Stakeholder group member Darrell Peckham voiced his agreement from the audience.

“I would say that’s an accurate statement,” he said.

A public hearing on the proposed rate of $0.0055 per $100 property valuation in Burnet County is at 9 a.m. Friday, Sept. 15, at the district’s office, 225 S. Pierce St. in Burnet. 

The new rate is less than last year’s $0.0057, but higher property valuations this year mean more tax dollars will be collected overall.

A no-new-revenue rate of $0.0050 per $100 valuation would have raised the same amount of money as the 2022-23 rate, according to the Burnet Central Appraisal District. That rate would have brought in about $648,000 for the district. The new rate would collect an estimated $713,000 in revenues, a 10 percent increase. 

District General Manager Mitchell Sodek told the Board of Directors that the district could get by on the no-new-revenue rate if it was willing to dip into reserves for the coming year. Because the directors wanted to fund recommendations from the stakeholder group, they chose to go with a slight increase. 

The district assembled the stakeholder group in May to get community input on groundwater management policies.

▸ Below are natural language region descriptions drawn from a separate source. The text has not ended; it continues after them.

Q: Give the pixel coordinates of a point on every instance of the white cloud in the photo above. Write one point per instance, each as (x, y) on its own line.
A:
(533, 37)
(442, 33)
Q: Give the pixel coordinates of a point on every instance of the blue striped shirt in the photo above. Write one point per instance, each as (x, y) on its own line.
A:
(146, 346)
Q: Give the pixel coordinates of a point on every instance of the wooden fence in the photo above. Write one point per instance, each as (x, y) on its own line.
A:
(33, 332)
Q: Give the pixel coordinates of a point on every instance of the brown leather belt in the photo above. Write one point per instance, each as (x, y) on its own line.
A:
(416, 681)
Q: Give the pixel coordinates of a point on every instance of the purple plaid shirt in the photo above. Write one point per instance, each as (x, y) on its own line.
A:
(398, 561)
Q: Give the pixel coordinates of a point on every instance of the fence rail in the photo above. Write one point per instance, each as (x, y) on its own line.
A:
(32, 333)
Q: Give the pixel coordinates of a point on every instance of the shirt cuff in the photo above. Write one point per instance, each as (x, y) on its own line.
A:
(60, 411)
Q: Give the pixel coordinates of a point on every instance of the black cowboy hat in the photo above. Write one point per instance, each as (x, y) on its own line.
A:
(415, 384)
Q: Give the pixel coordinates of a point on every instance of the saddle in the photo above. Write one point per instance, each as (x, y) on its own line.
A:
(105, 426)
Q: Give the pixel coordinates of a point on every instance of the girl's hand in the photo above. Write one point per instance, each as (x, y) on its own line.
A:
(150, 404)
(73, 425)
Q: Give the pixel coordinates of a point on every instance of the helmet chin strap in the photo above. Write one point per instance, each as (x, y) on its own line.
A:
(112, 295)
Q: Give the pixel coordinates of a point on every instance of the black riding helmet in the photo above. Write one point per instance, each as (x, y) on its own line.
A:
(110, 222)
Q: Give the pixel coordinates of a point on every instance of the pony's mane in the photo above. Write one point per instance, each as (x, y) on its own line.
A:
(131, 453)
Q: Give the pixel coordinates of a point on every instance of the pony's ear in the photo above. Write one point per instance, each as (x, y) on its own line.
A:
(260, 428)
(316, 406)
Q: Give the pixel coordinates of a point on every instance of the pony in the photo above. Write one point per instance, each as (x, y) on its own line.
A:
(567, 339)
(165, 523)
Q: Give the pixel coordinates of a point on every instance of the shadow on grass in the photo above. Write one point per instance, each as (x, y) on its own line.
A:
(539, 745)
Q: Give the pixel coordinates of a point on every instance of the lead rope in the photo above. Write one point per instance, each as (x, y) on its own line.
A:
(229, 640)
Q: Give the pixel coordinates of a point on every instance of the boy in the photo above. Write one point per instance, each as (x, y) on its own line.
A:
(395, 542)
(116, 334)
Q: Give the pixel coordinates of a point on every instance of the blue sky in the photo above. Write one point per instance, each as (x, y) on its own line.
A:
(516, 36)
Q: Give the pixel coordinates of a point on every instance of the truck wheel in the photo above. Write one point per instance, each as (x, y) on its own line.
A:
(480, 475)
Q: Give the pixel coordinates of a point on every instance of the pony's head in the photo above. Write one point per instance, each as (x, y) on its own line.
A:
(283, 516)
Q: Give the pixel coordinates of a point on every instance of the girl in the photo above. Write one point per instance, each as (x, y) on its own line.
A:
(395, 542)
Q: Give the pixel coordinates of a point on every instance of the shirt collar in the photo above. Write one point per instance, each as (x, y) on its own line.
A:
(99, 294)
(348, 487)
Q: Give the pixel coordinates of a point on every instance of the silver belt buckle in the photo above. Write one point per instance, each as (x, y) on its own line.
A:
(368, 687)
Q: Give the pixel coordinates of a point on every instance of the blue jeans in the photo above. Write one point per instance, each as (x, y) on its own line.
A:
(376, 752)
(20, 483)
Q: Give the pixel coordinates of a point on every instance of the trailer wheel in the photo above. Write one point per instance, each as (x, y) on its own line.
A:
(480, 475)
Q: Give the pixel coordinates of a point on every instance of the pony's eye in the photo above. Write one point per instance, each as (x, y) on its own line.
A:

Peckham and 10 other stakeholders representing various community interests in Burnet County have been working with the district and a professional mediator to wade through policies and develop recommendations for the future.

According to Griffis-Bailey, the stakeholders have made several suggestions that would increase costs for the district in an effort to acquire more data on groundwater that could be used to make better decisions.

She ultimately proposed the $0.0055 rate, which the board unanimously approved.

Groundwater Conservation District tax dollars are used to facilitate overall operations, which includes managing, permitting, and regulating groundwater use in Burnet County.